IBM prophezeiht ein verstärktes Auftreten von kleinen, gezielten Attacken auf Systeme und deren Nutzer. Dies geht aus dem IBM Global Business Security Index Report 2005 hervor. Neues in der Internetkriminalität: Weg von schwer wiegenden, globalen Sicherheitsereignissen hin zu kleineren, verborgenen Angriffen, die auf die Erpressung von Unternehmen zielen. 2005 hätte sich die Mehrzahl der Sicherheitsangriffe im IT-Bereich auf einem mittleren Gefahrenlevel bewegt.

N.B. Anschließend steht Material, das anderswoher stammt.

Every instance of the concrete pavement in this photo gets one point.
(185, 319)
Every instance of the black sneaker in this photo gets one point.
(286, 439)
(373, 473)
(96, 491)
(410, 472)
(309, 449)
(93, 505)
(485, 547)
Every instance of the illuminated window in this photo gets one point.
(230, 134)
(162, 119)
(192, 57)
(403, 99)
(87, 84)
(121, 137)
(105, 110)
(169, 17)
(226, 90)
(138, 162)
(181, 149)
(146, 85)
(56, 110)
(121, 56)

Hacker fokussieren dabei ihre Anstrengungen auf das schwächste Glied, dem Mitarbeiter in einer Organisation. Das sog. 'Spear Phishing' verbreitete sich 2005 schnell. Hierbei verschicken Hacker Spam-Mails an Firmenmitarbeiter, die so aussehen als wären sie interne E-Mails. In der Überzeugung auf eine offizielle Mail zu antworten, schicken Mitarbeiter oft die gewünschten Informationen. So können in unbeabsichtigter Weise Informationen preisgegeben werden, die Hackern den Zugang zu firmeninternen Netzwerken erlauben, was zum Diebstahl von geistigem Eigentum und anderen kritischen Firmendaten führen kann.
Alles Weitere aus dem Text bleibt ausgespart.